Last week, Oxfordshire was the subject of local and national press and media coverage as a result of the publication of the Serious Case Review Report on the Bullfinch case.

In the same week, a group of six men were convicted of very similar offences of sexually abusing and grooming young women in the Banbury area.

One of the common threads is that these men seem to have found, or actively sought, vulnerable young girls, many of whom were in care, or known to social services or the police, and exploited those vulnerabilities.

Last week’s Serious Case Review has identified failings in the care and duty of care owed to these children by the agencies involved with them, as well as a lack of communication at times between the agencies that were supposed to have protected them.

But it is important to note that whatever the failings by the professionals involved with these young people were, the offences themselves were still caused by those who have been convicted of abusing and of grooming these children.

It is also important to be aware that it was not just girls who were in care or from broken homes that were abused by these men.

In other instances of child sexual exploitation, it is not just girls who are at risk, boys can also be groomed, and it is as well to look out for the signs, and to know who to contact if you are concerned.

It is also really important to develop good communication with your child, and to be able to discuss such things with them, and more importantly, for your child to know they can discuss this with you, or to make sure your child knows what signs to look out for and who they need to speak to if they are worried.

As with e-safety, being able to discuss these concerns with your child or with your parent is vital, and is definitely the first step to keeping your child safe.

It is also vital to listen to your child. If you have worries, it’s a good idea to ask ‘open questions’ where the answer is not simply ‘no’ or ‘yes’ or ‘don’t know’.

Start questions with where, how, what, who etc.
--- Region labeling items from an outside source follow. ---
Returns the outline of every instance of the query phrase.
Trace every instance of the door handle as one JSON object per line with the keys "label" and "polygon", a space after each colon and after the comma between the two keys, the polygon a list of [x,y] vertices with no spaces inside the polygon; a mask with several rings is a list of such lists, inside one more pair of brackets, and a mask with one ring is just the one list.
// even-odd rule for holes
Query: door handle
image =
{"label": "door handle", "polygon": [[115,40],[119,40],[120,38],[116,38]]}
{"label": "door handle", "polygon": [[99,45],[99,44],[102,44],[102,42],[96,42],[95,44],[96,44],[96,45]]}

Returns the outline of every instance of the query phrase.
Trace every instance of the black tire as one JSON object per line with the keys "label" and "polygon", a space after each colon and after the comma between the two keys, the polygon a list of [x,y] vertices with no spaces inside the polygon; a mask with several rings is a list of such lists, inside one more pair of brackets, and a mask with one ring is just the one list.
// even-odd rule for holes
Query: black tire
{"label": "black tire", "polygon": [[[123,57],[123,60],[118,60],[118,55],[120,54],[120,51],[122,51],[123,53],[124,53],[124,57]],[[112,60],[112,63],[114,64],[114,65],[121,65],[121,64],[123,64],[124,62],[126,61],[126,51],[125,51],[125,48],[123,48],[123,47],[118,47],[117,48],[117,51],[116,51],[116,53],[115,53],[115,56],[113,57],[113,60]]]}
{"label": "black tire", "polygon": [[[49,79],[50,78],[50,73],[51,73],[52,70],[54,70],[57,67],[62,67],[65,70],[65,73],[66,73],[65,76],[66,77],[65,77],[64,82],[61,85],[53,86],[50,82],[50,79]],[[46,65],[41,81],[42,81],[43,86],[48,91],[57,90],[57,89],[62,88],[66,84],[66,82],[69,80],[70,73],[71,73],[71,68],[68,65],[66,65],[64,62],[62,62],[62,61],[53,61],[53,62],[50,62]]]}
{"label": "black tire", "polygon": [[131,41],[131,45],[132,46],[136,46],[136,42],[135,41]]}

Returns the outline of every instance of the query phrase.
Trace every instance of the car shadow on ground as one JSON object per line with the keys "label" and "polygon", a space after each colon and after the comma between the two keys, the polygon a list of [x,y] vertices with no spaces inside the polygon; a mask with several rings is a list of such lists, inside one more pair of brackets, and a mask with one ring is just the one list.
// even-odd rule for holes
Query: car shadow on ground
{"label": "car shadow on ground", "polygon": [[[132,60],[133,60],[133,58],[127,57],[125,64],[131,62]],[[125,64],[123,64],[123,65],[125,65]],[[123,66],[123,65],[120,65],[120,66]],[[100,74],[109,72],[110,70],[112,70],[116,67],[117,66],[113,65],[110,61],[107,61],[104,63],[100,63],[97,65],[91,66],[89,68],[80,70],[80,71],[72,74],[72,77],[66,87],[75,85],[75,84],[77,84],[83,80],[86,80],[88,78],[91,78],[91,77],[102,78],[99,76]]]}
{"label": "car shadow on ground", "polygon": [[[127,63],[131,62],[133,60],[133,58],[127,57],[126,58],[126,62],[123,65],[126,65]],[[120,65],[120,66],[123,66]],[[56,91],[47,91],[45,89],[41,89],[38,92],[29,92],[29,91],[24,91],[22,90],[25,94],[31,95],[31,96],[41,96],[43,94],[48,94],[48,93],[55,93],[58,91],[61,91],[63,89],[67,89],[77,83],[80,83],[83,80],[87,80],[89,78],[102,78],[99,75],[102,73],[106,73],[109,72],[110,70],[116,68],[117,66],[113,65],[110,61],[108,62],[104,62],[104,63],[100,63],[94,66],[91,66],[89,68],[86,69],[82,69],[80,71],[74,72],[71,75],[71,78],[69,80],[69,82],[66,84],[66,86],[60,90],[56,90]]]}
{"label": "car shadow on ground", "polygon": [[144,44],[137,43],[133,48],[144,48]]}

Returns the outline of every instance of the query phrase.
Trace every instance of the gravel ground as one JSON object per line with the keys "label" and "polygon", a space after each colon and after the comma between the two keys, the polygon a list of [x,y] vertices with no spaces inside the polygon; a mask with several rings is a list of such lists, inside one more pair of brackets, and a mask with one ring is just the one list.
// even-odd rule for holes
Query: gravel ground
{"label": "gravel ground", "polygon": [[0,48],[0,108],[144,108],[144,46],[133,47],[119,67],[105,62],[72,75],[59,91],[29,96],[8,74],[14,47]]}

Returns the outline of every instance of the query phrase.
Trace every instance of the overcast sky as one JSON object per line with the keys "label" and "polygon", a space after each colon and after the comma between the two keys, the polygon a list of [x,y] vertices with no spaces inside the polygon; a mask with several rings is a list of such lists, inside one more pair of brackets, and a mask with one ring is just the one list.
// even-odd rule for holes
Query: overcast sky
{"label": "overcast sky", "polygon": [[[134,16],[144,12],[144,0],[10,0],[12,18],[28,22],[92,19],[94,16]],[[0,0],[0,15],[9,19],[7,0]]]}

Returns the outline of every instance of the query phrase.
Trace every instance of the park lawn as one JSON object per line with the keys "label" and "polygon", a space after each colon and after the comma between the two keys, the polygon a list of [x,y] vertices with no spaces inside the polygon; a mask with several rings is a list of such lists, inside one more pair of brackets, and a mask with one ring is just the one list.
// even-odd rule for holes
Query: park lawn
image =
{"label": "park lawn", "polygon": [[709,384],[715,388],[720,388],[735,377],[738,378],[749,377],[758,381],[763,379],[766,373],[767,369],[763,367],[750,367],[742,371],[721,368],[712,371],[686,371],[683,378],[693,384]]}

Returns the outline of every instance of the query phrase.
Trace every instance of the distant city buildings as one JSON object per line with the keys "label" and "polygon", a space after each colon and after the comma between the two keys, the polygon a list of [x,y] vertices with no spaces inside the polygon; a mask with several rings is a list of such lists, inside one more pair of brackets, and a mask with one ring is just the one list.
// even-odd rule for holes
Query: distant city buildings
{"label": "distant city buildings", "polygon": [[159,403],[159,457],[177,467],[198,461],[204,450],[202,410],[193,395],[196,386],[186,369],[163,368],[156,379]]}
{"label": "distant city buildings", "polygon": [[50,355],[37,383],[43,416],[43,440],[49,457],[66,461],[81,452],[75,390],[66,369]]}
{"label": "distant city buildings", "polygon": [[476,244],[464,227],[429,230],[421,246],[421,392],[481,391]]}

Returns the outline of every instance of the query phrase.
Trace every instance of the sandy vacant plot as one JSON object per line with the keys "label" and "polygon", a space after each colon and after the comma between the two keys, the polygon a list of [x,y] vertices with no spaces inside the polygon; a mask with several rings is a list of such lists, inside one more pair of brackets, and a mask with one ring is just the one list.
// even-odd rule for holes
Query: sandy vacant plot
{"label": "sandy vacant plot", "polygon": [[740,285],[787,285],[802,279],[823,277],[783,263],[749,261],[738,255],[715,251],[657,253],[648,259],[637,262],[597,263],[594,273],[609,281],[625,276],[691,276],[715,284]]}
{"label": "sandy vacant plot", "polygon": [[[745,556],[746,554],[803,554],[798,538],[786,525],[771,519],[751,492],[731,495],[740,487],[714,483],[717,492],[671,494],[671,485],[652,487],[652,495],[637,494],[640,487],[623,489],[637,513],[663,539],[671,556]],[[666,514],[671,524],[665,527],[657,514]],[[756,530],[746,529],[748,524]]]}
Try not to interrupt and let your child tell you what they want without allowing your own emotions to show.

Some examples of signs to look out for include (but are not restricted to):

  • A change in behaviour or withdrawn behaviour;
  • Your child might suddenly have acquired new clothes or expensive items such as phones, etc. or seem to have more money than you think they should have;
  • Drug use or substance misuse, including alcohol and cigarettes;
  • Physical injuries such as bruising or burns;
  • Lots of secretive use of the internet or social media sites;
  • You may feel they have become involved in an abusive relationship;
  • They may seem intimidated and fearful of certain people or situations;
  • They may be hanging around with groups of older people, or antisocial groups, or with other vulnerable peers;
  • They may be associating with other young people involved in sexual exploitation;
  • They may have become involved in a gang;
  • They may have gone missing from home, care or education;
  • Self-harm or thoughts about suicide.